In practice it’s unheard of for a Data Warehouse to have JUST reads or writes. In the real world they have both. This creates both an opportunity and a problem. If the reads and the writes occur at different times, then this can increase the effective utilization and reduce the wasted resource.
But is the real world ever so convenient? Absolutely not. In practical situations all the workloads, both read and write, will overlap each and interfere with each other and create a very bursty and unpredictable total demand with very large peaks.
The possible outcomes are
- The system will be overprovisioned and under-loaded. More capacity will exist than is needed by the total read-write demands. This is akin to burning money.
- The system will be under-provisioned and overloaded—the total read-write demands will exceed capacity; users will have to wait longer for results and write loads will be slowed down. In extreme, but all too frequent cases, this can hit a feedback loop—write queries fall behind, read queries time out and retry which increases system load. Write queries start to fail and fall further behind. Very quickly this loop will bring a system to its knees.

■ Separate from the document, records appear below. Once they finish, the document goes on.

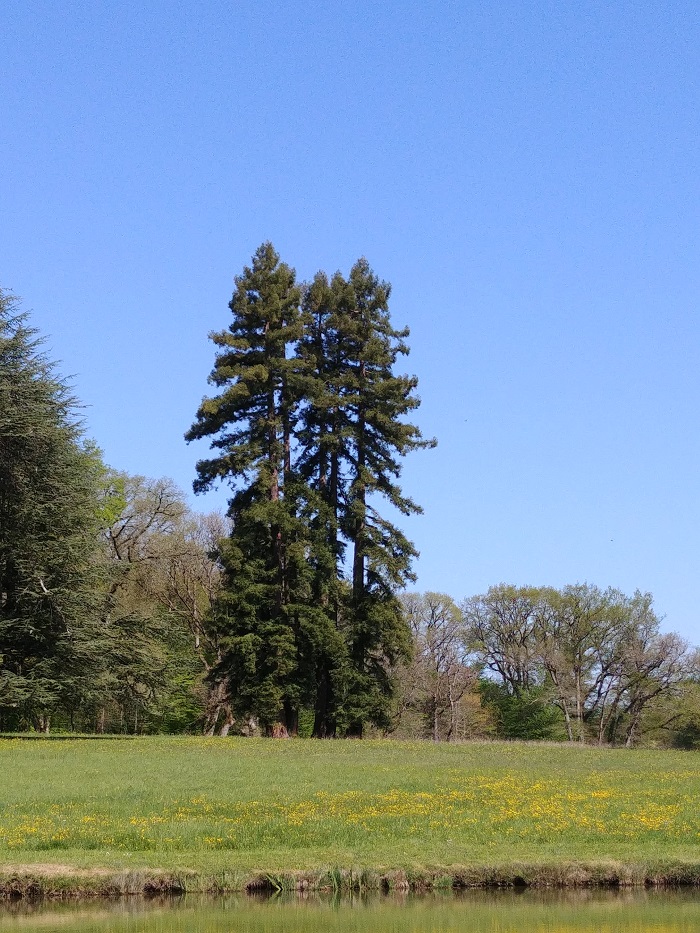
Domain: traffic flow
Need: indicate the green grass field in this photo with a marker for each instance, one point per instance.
(236, 808)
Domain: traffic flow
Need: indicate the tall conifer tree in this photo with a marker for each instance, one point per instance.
(49, 578)
(309, 430)
(250, 423)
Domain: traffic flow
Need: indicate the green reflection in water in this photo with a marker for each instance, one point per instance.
(472, 912)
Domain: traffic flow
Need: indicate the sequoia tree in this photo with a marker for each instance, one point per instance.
(250, 423)
(308, 428)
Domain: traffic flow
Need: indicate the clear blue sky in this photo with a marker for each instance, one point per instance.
(525, 174)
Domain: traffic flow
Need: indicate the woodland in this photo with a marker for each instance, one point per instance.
(123, 610)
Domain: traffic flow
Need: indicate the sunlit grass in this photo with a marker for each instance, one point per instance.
(294, 804)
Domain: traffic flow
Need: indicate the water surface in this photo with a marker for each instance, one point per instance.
(471, 912)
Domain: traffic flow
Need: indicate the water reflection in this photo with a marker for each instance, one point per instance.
(527, 911)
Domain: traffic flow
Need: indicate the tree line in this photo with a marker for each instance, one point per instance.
(122, 609)
(577, 663)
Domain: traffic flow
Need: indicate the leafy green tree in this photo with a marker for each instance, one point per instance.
(50, 637)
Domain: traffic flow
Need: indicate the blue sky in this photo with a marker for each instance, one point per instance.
(526, 176)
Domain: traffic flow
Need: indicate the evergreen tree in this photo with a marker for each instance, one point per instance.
(309, 430)
(250, 423)
(352, 438)
(49, 577)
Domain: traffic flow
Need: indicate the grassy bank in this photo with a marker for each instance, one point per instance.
(198, 814)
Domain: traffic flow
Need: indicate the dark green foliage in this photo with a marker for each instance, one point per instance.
(525, 715)
(49, 577)
(308, 429)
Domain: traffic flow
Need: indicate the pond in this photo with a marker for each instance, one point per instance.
(471, 912)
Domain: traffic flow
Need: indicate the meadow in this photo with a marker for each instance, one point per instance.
(244, 809)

- Very, very rarely the system will have absolutely the right capacity for the user demands and will be both cost effective and meet all user demands.
Snowflake’s Instantaneous Demand
The problem here is all down to Elasticity. Even most modern Cloud Data Warehouses have elasticity models that are meant to flex based on trends (e.g. “this week I have more users than last week”, “this month we added new data loads, so we need to increase capacity”). What is really needed is a system that can respond to Instantaneous Demand.
The Snowflake Virtual Warehouse model provides exactly this capability.
In a continuous write model, a relatively small Virtual Warehouse can be provisioned ‘always on’. In a Regular or Batch load model a Virtual Warehouse can be provisioned for this load with Auto Resume and Auto Suspend; the Warehouse is only being paid for when it’s needed and being used.
In more complex load scenarios different Virtual Warehouses can be provisioned for each data set for example:
- Massive batch events being loaded daily: dedicated X-Large Virtual Warehouse with Auto Suspend and Auto Resume
- Regular Time Series loads every 30 minutes: dedicated Large Virtual Warehouse with Auto Suspend and Auto Resume
- Continuous Status Update loads: dedicated X-Small Virtual Warehouse always on
Critically, since each of these loads have their own warehouse, there is no contention between them (or between them and any read workloads).
Read workloads can be similarly provisioned:
- Updating wall boards every 60 seconds: dedicated X-Small Virtual Warehouse always on
- Hourly updating of KPI reports: dedicated Large Virtual Warehouse with Auto Suspend and Auto Resume
- Ad-hoc queries from Engineering users: dedicated X-Large Virtual Warehouse with Auto Suspend and Auto Resume and auto-scale of the cluster size
- Ad-hoc queries from Operations users: dedicated 2X-Large Virtual Warehouse with Auto Suspend and Auto Resume and auto-scale of the cluster size
- CFO finance reports: dedicated X-Large Virtual Warehouse with Auto Suspend and Auto Resume—when the CFO wants their report, they don’t want to wait in line. So why make them?!
Ultimately, this creates an architecture where workloads are modelled, distributed based on some key attributes (some of which have been discussed here and some of which are out of scope of this blog post like cache hit frequency) and they are provisioned as specific Snowflake Virtual Warehouses. This creates a system where capacity follows demand very closely (certainly sub 60 seconds) and creates the true win-win: All read-write workloads get the capacity they need when they need it.